El odio, según Maquiavelo –y le dedicó un capítulo completo en su obra “El Príncipe”– es una herramienta política poco óptima para el rendimiento político y poco beneficiosa para la gobernanza. Y esto lo afirmó en una época en que no existía todavía la democracia como forma de gobierno. Ojo. Los líderes populistas tienen un elemento en común, su “legitimidad” la basan en su autoconsideración como representantes de amplios sectores de la sociedad que enfrentan un sistema corrupto dominado por élites, y este es el punto donde el odio se convierte en aglutinador de los diferentes estratos sociales para irse en contra del enemigo. Este discurso entre nosotros los buenos y ellos los malos “funciona”, abreva en una “fuente” de demandas sociales insatisfechas, pero manipuladas estratégicamente por el líder “mesiánico” que va a castigar a los traidores. ¿Le suena familiar? (En el gabinete del “preciso” actual hay varios bien pagados.) Esa insatisfacción se nutre del odio que transmite todos los días, el “líder”, produciendo división entre la sociedad. El liderazgo populista define quien es pueblo y quien no, quienes son los protagonistas y los antagonistas, es el hacedor de la narrativa que se circula en estos tiempos por los canales de las redes sociales y se multiplica acendrando la desunión. Y entre más separatismo más fortalecimiento de su popularidad –porque este tipo de liderete es vedette– y de su arraigo. El odio que siembra es el combustible para movilizar política y psicológicamente a personas que de otra manera no responderían.

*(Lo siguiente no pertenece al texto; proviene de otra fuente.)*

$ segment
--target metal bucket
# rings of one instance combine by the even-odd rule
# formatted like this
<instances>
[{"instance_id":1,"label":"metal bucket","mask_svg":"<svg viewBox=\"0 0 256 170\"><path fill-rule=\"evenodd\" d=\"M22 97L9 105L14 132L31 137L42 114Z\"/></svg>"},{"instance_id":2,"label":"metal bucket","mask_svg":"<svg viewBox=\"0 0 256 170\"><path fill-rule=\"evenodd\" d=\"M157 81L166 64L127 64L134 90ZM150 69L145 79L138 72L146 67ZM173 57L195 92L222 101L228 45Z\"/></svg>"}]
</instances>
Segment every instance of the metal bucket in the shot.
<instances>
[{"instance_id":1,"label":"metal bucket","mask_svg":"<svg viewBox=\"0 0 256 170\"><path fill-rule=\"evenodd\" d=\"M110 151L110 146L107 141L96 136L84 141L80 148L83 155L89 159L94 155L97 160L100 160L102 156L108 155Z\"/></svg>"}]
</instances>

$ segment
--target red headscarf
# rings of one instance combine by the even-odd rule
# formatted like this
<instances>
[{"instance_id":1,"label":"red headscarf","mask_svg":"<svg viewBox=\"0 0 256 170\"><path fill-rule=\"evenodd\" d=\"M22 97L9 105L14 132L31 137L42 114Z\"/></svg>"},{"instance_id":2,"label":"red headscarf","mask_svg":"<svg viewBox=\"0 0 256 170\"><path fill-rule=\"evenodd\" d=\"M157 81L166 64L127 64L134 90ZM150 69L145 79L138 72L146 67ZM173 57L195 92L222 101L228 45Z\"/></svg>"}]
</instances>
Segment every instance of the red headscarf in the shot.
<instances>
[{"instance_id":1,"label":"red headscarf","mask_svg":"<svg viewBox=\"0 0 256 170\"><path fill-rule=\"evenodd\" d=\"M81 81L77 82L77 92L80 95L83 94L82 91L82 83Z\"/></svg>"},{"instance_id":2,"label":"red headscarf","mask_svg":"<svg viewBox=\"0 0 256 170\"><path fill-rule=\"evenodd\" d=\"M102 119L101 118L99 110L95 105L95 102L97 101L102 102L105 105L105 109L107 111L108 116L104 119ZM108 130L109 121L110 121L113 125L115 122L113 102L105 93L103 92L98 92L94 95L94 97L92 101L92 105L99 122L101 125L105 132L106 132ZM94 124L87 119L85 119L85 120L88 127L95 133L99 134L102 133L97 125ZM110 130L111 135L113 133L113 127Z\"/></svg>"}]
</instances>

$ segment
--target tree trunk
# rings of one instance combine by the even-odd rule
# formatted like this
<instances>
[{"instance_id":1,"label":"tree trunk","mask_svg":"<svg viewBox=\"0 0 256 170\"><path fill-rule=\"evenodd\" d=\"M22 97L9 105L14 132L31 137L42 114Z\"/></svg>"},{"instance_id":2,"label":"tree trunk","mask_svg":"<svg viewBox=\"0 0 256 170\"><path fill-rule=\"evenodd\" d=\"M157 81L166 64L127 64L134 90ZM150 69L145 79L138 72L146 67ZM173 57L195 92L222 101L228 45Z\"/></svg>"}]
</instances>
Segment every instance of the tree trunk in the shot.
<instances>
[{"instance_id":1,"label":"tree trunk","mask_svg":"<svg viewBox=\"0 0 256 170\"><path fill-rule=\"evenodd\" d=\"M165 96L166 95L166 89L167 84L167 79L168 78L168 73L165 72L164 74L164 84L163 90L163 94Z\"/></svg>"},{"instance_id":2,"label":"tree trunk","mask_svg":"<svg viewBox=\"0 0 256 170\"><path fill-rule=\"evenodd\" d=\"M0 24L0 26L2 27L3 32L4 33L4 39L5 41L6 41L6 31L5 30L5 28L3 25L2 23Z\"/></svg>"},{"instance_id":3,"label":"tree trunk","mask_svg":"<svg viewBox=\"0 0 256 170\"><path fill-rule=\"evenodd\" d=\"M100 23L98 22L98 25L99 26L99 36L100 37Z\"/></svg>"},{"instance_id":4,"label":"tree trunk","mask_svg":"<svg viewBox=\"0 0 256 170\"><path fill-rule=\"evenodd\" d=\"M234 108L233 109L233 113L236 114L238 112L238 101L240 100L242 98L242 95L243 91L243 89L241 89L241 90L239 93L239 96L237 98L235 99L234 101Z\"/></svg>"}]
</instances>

La arenga del odio hacia los dirigentes, la antipolítica, es la punta de lanza de una estrategia cuyo objetivo rey es deslegitimar la democracia. Cuanto más se rebaje el debate público, cuanto más se contamine de este deleznable ingrediente, más se cierran las puertas para el diálogo plural y democrático. Así es como se “consolidan” quienes ya tienen poder y no necesitan ni de la política ni de la democracia, a las que abominan. Repito, en estos tiempos de redes sociales estamos ante un empobrecimiento fríamente calculado del debate público. La pregunta que debemos hacernos quienes no compartimos esta exhibición de miseria humana, esta degradación de política ayuntada con odio es: ¿qué y cómo vamos a hacerle para neutralizar esta deshumanización intencional que se empuja desde Palacio Nacional?
Quienes queremos un México en donde el odio tenga categoría de expresión marginal, tenemos el deber de concientizarnos, en primer lugar, de nuestra propia responsabilidad y de la vulnerabilidad de nuestros lazos comunes. Tenemos que empeñarnos en demostrar que es el camino del diálogo el que puede salvarnos, pero de un diálogo en el que la inteligencia y el respeto mutuo tengan sitial de privilegio, no de odio ayuntado con insultos y descalificaciones. Claro que para esto se requiere trabajar unidos, utilizar las redes sociales para concientizar, no para destruir, y caminar todo el país para hablar de frente, y sobre todo para escuchar lo que tienen que decir millones de compatriotas que están hasta la “ídem”, igual que nosotros, de esta dictadura encabezada por López Obrador, para detener su marcha.
Los niños y los jóvenes merecen un país en el que la democracia como forma de vida, no sea un cuento, sino una hermosa realidad. No quiero un país como Cuba o Venezuela, no quiero ese desastre, ese dolor, esa desesperanza, esa oscuridad… tragándose a nuestro país. No te vas a salir con la tuya grandísimo farsante. Eres perverso hasta el tuétano, no pen… como muchos creen. ¿Qué te pasa? Estás minimizando a Gulliver.